Starting in 1980, Davidson began an extensive five year project documenting the New York Subway system. The subway project is what hits closest to home for me, and it is inspiring to read about. When you visit New York City it is interesting to compare his photographs to the modern day look of the subway system. It helps to see your own work through this perspective. How would he do his project today? The subway system looks so much different, so how can I also capture it in an interesting way?
When talking about prolific photographers, it is easy to think that we cannot repeat their success. They seem bolder and more fearless. However, when you read Davidson’s quotes about the project, he does not sound much different than any of us would probably feel. He was just self aware enough and able to push through it. It is inspiring to say the least.

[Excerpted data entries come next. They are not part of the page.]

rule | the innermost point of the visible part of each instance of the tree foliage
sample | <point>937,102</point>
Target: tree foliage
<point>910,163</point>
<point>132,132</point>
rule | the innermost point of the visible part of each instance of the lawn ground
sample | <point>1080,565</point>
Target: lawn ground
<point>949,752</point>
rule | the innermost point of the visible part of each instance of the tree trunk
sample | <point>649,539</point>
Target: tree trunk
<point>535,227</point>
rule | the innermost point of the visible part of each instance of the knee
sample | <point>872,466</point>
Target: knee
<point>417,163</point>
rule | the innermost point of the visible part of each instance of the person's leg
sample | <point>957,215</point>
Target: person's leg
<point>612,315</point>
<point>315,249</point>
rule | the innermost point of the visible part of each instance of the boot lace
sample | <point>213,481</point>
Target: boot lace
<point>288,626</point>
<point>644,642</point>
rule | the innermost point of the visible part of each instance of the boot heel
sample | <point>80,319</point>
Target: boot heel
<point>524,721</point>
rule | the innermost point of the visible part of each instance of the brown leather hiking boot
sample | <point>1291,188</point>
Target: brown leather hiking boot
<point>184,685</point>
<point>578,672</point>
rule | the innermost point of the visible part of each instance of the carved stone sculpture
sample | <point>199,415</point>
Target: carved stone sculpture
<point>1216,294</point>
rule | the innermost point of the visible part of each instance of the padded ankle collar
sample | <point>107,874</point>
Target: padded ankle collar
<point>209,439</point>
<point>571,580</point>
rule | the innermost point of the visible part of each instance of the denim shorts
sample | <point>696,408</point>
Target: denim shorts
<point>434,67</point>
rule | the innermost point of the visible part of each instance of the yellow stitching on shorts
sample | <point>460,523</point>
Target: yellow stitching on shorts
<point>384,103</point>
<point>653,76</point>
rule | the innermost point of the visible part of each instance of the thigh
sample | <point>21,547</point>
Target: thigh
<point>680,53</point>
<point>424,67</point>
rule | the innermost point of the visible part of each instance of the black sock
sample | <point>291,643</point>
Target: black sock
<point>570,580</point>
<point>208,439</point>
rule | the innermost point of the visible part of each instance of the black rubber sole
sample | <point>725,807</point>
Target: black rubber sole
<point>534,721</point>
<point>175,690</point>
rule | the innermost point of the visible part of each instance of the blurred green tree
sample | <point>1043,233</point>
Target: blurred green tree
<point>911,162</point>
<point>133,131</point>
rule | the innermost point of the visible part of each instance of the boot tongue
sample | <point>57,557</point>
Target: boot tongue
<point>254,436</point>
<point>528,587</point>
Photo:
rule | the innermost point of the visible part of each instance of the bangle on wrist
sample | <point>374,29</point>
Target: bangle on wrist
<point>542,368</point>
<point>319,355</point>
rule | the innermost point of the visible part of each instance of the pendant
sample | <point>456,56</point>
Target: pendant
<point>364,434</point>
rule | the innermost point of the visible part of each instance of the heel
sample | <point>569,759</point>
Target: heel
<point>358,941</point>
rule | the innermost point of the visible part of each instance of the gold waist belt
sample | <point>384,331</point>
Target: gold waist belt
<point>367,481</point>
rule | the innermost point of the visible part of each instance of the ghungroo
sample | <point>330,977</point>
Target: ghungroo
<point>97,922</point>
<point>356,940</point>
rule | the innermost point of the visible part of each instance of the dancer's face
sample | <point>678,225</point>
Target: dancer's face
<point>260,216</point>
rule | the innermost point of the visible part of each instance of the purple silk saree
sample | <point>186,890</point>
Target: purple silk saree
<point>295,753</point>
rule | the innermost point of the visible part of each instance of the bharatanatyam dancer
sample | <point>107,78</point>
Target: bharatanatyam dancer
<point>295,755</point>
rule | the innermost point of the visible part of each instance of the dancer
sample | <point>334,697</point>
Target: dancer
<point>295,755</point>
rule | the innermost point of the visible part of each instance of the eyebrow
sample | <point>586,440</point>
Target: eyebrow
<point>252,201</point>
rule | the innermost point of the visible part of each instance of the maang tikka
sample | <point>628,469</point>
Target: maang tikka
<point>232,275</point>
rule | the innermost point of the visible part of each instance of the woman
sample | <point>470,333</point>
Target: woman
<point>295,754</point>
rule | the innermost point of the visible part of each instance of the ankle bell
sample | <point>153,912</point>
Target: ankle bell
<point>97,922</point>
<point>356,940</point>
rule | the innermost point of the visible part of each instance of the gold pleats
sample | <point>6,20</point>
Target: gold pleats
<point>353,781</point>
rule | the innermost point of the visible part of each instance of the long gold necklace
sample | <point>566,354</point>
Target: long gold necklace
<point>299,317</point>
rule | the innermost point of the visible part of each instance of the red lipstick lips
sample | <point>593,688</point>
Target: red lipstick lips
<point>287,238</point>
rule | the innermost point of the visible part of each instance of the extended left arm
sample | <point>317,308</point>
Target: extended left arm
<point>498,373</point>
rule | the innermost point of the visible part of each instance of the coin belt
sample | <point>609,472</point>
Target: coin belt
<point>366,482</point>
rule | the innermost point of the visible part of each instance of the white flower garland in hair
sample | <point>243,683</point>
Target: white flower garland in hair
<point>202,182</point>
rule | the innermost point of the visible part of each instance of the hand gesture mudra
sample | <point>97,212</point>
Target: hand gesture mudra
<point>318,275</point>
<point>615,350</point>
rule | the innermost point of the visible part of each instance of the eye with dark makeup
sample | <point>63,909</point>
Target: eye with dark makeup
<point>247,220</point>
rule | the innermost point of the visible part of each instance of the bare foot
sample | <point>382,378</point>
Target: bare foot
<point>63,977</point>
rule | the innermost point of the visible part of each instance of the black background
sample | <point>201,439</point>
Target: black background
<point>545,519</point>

“As I went down the subway stairs, through the turnstile, and onto the darkened station platform, a sinking sense of fear gripped me. I grew alert, and looked around to see who might be standing by, waiting to attack. The subway was dangerous at any time of the day or night, and everyone who rode it knew this and was on guard at all times; a day didn’t go by without the newspapers reporting yet another hideous subway crime. Passengers on the platform looked at me, with my expensive camera around my neck, in a way that made me feel like a tourist—or a deranged person.

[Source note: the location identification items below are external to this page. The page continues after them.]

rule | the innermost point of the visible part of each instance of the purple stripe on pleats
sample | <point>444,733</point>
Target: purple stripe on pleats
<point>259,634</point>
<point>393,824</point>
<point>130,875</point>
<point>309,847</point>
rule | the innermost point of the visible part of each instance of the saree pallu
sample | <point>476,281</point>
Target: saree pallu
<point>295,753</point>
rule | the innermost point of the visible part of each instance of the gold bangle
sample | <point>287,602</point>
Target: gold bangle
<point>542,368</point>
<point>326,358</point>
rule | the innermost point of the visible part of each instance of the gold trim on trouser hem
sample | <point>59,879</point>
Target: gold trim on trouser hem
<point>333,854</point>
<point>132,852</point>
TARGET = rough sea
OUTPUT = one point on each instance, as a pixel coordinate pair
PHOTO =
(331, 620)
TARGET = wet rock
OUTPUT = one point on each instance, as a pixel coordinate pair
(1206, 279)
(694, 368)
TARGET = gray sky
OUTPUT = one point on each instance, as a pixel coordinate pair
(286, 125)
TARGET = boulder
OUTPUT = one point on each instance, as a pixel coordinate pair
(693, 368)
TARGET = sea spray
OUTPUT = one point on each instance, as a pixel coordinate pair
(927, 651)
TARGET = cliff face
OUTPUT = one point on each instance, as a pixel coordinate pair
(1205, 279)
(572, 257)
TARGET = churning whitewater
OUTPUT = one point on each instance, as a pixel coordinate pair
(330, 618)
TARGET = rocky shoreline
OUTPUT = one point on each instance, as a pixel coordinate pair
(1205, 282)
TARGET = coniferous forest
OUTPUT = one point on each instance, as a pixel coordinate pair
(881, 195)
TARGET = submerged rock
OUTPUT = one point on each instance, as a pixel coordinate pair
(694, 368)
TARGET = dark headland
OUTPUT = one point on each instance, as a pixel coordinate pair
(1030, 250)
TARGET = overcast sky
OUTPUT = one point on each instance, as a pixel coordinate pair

It was hard for me to approach even a little old lady. There’s a barrier between people riding the subway—eyes are averted, a wall is set up. To break through this painful tension I had to act quickly, on impulse, for if I hesitated, my subject might get off at the next station and be lost forever. I dealt with this in several ways. Often I would just approach the person: “Excuse me. I’m doing a book on the subway and would like to take a photograph of you. I’ll send you a print.” If they hesitated, I would pull out my portfolio and show them my subway work; if they said no, it was no forever. Sometimes, I’d take the picture, then apologize, explaining that the mood was so stunning I couldn’t break it, and hoped they didn’t mind. There were times I would take the picture without saying anything at all. But even with this last approach, my flash made my presence known. When it went off, everyone in the car knew that an event was taking place—the spotlight was on someone. It also announced to any potential thieves that there was a camera around. Well aware of that, I often changed cars or trains after taking pictures.”